PowerShell script with two functions:
- Configure and upload policies 1.1 Modifies the xml of a set of IEF policies replacing them with values from the target B2C tenant and an optional configuration (useful if policies need to be used in different tenants - Dev, QA, etc. - with different REST urls, key names, etc.) 1.2. Optionally uploads the files to a B2C tenants
- Download existing custom journeys from a tenant
Please install AzureADPreview module before proceding. You must also uninstall any non-preview versions of the AzureAD module (uninstall-module AzureAD).

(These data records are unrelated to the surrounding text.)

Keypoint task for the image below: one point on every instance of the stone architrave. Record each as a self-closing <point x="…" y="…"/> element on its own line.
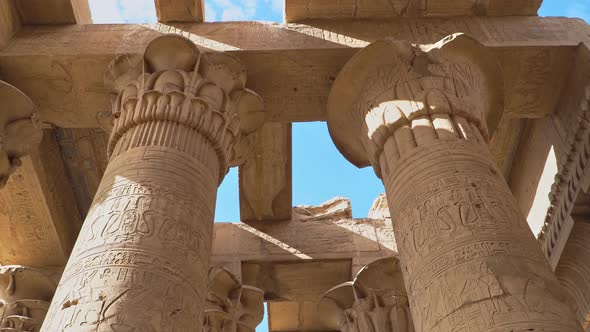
<point x="25" y="294"/>
<point x="376" y="301"/>
<point x="421" y="115"/>
<point x="231" y="306"/>
<point x="141" y="260"/>
<point x="20" y="132"/>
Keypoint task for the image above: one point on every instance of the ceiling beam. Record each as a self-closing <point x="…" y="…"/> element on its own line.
<point x="291" y="66"/>
<point x="300" y="10"/>
<point x="180" y="10"/>
<point x="54" y="11"/>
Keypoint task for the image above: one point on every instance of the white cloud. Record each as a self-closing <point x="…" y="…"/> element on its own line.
<point x="123" y="11"/>
<point x="230" y="11"/>
<point x="233" y="14"/>
<point x="278" y="6"/>
<point x="105" y="11"/>
<point x="210" y="13"/>
<point x="579" y="9"/>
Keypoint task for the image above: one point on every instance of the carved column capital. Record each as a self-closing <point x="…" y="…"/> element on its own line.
<point x="176" y="82"/>
<point x="375" y="301"/>
<point x="392" y="86"/>
<point x="232" y="306"/>
<point x="25" y="294"/>
<point x="20" y="132"/>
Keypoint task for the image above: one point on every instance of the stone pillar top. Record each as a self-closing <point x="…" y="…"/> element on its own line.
<point x="175" y="81"/>
<point x="378" y="287"/>
<point x="390" y="83"/>
<point x="229" y="303"/>
<point x="19" y="130"/>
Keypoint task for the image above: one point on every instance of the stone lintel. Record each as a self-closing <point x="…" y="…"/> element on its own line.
<point x="55" y="11"/>
<point x="293" y="79"/>
<point x="357" y="240"/>
<point x="300" y="10"/>
<point x="39" y="220"/>
<point x="180" y="10"/>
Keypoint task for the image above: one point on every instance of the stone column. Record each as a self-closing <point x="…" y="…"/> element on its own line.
<point x="231" y="306"/>
<point x="141" y="260"/>
<point x="421" y="115"/>
<point x="20" y="132"/>
<point x="376" y="301"/>
<point x="25" y="293"/>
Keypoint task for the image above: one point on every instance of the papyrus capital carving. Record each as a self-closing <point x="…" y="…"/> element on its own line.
<point x="376" y="301"/>
<point x="230" y="305"/>
<point x="392" y="85"/>
<point x="19" y="129"/>
<point x="25" y="294"/>
<point x="176" y="82"/>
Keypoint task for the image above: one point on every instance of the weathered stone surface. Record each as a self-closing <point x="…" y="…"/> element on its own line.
<point x="291" y="66"/>
<point x="9" y="21"/>
<point x="180" y="10"/>
<point x="421" y="116"/>
<point x="25" y="293"/>
<point x="265" y="175"/>
<point x="573" y="159"/>
<point x="84" y="153"/>
<point x="20" y="132"/>
<point x="54" y="11"/>
<point x="335" y="209"/>
<point x="39" y="221"/>
<point x="141" y="258"/>
<point x="375" y="301"/>
<point x="573" y="269"/>
<point x="300" y="10"/>
<point x="380" y="208"/>
<point x="231" y="306"/>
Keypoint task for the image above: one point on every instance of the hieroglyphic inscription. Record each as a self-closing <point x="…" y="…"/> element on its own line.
<point x="26" y="233"/>
<point x="139" y="259"/>
<point x="470" y="262"/>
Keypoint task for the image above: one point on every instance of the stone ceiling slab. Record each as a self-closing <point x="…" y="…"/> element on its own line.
<point x="54" y="11"/>
<point x="180" y="10"/>
<point x="300" y="10"/>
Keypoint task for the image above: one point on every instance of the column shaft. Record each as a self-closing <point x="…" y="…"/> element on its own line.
<point x="469" y="259"/>
<point x="142" y="257"/>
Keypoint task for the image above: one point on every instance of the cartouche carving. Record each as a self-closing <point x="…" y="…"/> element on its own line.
<point x="140" y="262"/>
<point x="24" y="297"/>
<point x="421" y="115"/>
<point x="20" y="132"/>
<point x="375" y="301"/>
<point x="231" y="306"/>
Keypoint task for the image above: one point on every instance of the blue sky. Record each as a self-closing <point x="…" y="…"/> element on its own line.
<point x="319" y="171"/>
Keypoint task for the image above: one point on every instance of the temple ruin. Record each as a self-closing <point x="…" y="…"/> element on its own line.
<point x="114" y="139"/>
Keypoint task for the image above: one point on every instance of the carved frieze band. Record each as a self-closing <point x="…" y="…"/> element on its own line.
<point x="176" y="85"/>
<point x="415" y="94"/>
<point x="24" y="297"/>
<point x="20" y="132"/>
<point x="569" y="181"/>
<point x="376" y="301"/>
<point x="231" y="306"/>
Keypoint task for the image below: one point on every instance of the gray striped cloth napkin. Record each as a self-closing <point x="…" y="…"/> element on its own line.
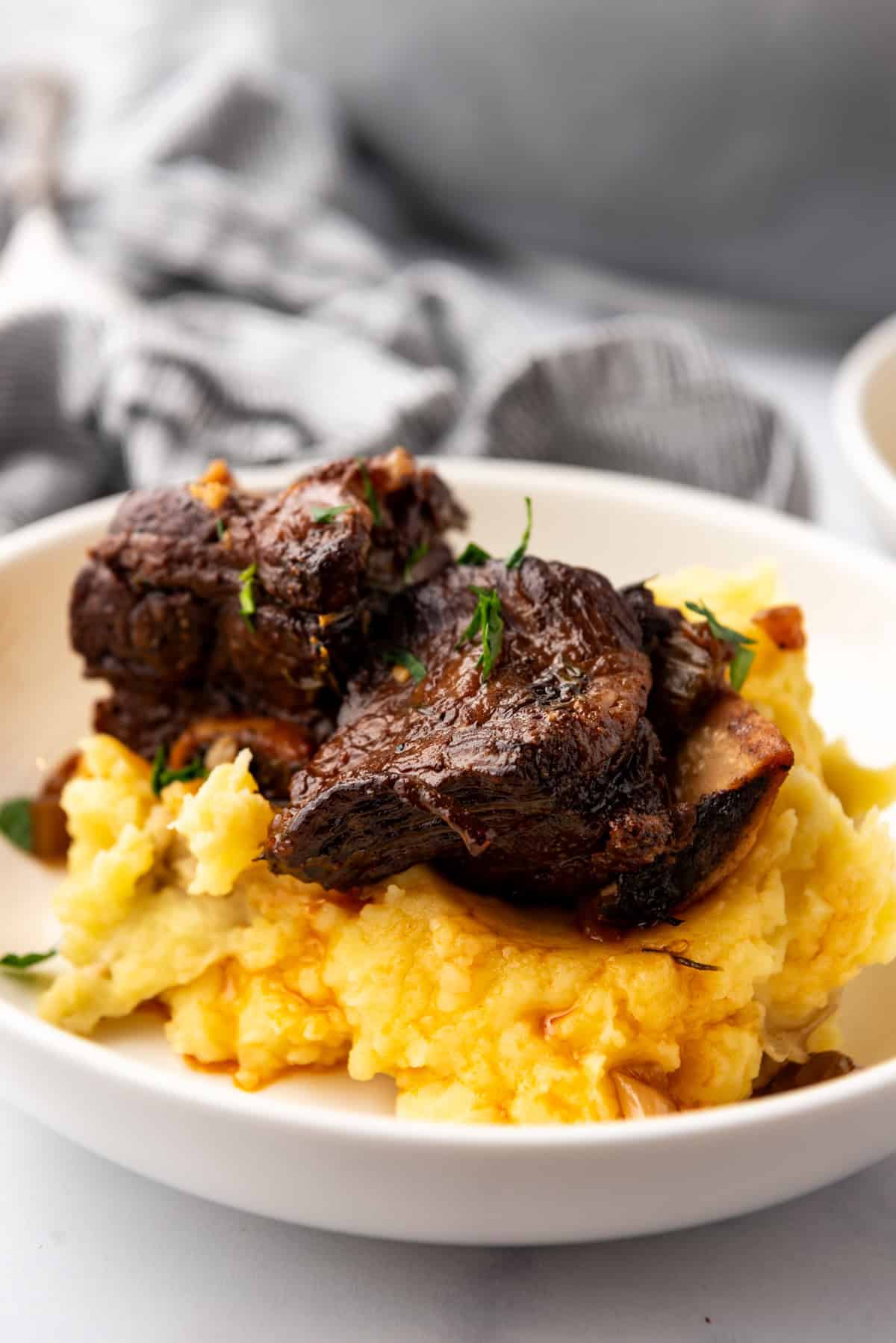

If you have never set up your B2C to use IEF policies you can use my IEF setup website or follow instructions provided in the official documentation to do so.
- Download the script file and execute it in a PowerSehll console to define the two functions included in it (there may be better way of doing this but I am not yet that good at PowerShell).
- Store your policies in a single folder. (The SampleData folder on this github project was downloaded from the starter pack for local acounts).
- Optionally, modify the sampleData/appSettings.json file to include any values you need to replace in the policies (e.g. REST API urls). The IEF resource and proxy app ids will be retrieved automatically from your B2C tenant - no need to provide them in the settings file.
The script will use the following string replacement rules to apply your appSettings.json values.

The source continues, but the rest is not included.